Marcello Pacifico (presidente nazionale Anief): anche il Governo ci ha
messo del suo, decidendo inopinatamente di escludere non abilitati e
laureati dall’ultimo Concorso a cattedra, facendo così fuori in
partenza tutti i giovani laureati con l’aggravante che ci saranno pure
oltre 20mila posti persi, per via della mancanza di programmazione del
Miur. In Italia i docenti continueranno, così, a essere immessi in
ruolo attorno ai 40 anni con diversi casi anche dopo i 50 e, in alcuni,
pure over 60. Anche gli esecutivi precedenti hanno fatto il loro, con i
200mila posti tagliati negli ultimi anni, oppure dimenticando e
abbandonando oltre 4mila ‘Quota 96’ che nel 2012 avrebbero dovuto
lasciare il servizio: diventa, così, una chimera il ringiovanimento dei
nostri insegnanti che, nonostante tutto, sono sempre pronti a
migliorare le proprie competenze e professionalità, anche in situazioni
lavorative di disagio e sempre più contrassegnate da stipendi da
fame.
Quest’oggi, in occasione della ricorrenza della Giornata Mondiale degli
Insegnanti, istituita dall’Unesco, diventa sempre più visibile il gap
che divide un docente italiano da quelli degli altri paesi moderni: da
Bruxelles, attraverso Eurostat, proprio in queste ore, giunge la
notizia che gli insegnanti italiani sono i più vecchi d'Europa:
l'Italia è prima nell'Ue per maestri delle elementari over 50 come
anche per docenti della secondaria. Nella primaria italiana oltre un
maestro su due ha superato i 50 anni (53%), mentre alle medie e alle
superiori si arriva al 58%. La media Ue è, invece, rispettivamente del
32,4% e del 38,1%. Gli altri paesi europei hanno un corpo insegnante
decisamente più giovane: alla primaria, i docenti over 50 sono
collocati in Bulgaria e Germania (42%) e Lituania (41%); alle medie e
alle superiori in Estonia (50%), Lettonia (49%), Bulgaria e Germania
(48%). Nessuno supera il 50%, come accade in Italia che rimane distante
anni luce da Malta (solo 15% over 50), Gran Bretagna (25%), Lussemburgo
(26%) e Polonia (27%).
I numeri anagrafici in forte aumento del rapporto Eurostat possono
essere estesi ai paesi Ocse perché, dal recente studio "Education at a
glance 2015", è risultato che “alla primaria, l'Italia è il paese
dell'Ocse con la quota maggiore di maestre over 50, il 44 per cento nel
2013, il 16 per cento oltre i 60 anni, nessuna sotto i 30. In
Francia, la percentuale di giovani maestre al di sotto dei 30 anni è
dell'8 per cento e gli ultracinquantenni sono il 23 per cento; alle
medie e alle superiori va anche peggio considerato che il 57 per cento
ha più di 50 anni, solo il 3% ha meno di 40 anni e il 19% ha 60 anni e
più. Le maestre più giovani sono nel Regno Unito, con 29 insegnanti su
cento under 30; alle medie, infine, i maestri più giovani sono in
Turchia, con 35 prof su cento al di sotto dei 30 anni”.

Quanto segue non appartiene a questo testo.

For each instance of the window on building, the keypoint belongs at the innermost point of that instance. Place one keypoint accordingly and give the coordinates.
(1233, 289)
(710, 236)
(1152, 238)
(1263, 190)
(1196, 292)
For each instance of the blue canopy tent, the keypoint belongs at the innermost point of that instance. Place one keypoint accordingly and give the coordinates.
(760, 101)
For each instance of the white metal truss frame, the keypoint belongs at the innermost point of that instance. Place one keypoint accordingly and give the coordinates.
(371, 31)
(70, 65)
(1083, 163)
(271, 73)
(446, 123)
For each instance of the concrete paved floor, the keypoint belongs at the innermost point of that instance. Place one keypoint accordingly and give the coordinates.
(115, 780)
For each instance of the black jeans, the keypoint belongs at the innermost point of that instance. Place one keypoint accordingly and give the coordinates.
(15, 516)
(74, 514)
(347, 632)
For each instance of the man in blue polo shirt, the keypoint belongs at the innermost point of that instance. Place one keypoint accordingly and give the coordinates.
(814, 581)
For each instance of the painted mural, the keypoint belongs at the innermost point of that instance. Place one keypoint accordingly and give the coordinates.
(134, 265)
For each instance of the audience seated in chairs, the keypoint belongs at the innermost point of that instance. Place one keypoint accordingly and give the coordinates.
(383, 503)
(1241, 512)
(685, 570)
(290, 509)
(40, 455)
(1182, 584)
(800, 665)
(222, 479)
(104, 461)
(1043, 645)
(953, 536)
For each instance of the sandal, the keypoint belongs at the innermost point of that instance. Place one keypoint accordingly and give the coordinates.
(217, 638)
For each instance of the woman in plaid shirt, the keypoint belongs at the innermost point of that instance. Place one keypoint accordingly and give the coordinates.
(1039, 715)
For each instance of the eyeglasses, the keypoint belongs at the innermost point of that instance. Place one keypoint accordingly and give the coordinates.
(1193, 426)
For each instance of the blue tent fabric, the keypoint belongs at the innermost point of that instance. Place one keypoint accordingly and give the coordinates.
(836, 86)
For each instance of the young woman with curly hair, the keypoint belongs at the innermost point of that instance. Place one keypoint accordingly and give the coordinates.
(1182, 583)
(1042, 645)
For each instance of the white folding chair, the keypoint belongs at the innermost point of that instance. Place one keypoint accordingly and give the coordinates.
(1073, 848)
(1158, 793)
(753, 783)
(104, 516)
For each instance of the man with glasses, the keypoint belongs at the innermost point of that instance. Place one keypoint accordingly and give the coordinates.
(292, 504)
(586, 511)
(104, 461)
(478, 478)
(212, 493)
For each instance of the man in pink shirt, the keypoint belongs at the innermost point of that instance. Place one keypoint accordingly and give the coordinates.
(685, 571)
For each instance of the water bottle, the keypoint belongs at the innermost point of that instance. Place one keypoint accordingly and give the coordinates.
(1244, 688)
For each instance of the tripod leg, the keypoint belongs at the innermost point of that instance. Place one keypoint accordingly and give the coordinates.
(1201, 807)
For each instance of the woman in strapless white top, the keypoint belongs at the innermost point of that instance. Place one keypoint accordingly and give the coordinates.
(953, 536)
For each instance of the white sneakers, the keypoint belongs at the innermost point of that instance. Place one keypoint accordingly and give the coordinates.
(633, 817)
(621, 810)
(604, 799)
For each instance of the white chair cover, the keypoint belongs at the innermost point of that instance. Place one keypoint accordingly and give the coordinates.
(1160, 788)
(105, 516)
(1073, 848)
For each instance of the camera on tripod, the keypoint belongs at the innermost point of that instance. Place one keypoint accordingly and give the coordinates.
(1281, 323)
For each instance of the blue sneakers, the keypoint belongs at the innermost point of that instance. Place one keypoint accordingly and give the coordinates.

Purtroppo, nel corso dei prossimi anni, a seguito delle riforme
pensionistiche, l’ultima delle quali la devastante Monti-Fornero, l’età
media dei nostri insegnanti non potrà che peggiorare: nel 2016, abbiamo
assistito a un tonfo dei pensionamenti, con sole 16mila domande (- 40%
rispetto al 2015) e il turn over crollato al 2%: confermando, quindi,
l’andamento del 2014, quando nella scuola lasciarono il servizio appena
14.522 tra docenti e Ata (la metà di due anni prima). Anche la prossima
introduzione dell’Ape, la pensione anticipata per i nati tra il 1952 e
il 1954, non servirà a molto, visto che aderiranno in pochissimi per
via della decurtazione inammissibile; per non parlare, poi, dell’entità
dell’assegno di quiescenza, in considerazione del fatto che per 41
docenti su 100 la pensione non arriva a mille euro netti.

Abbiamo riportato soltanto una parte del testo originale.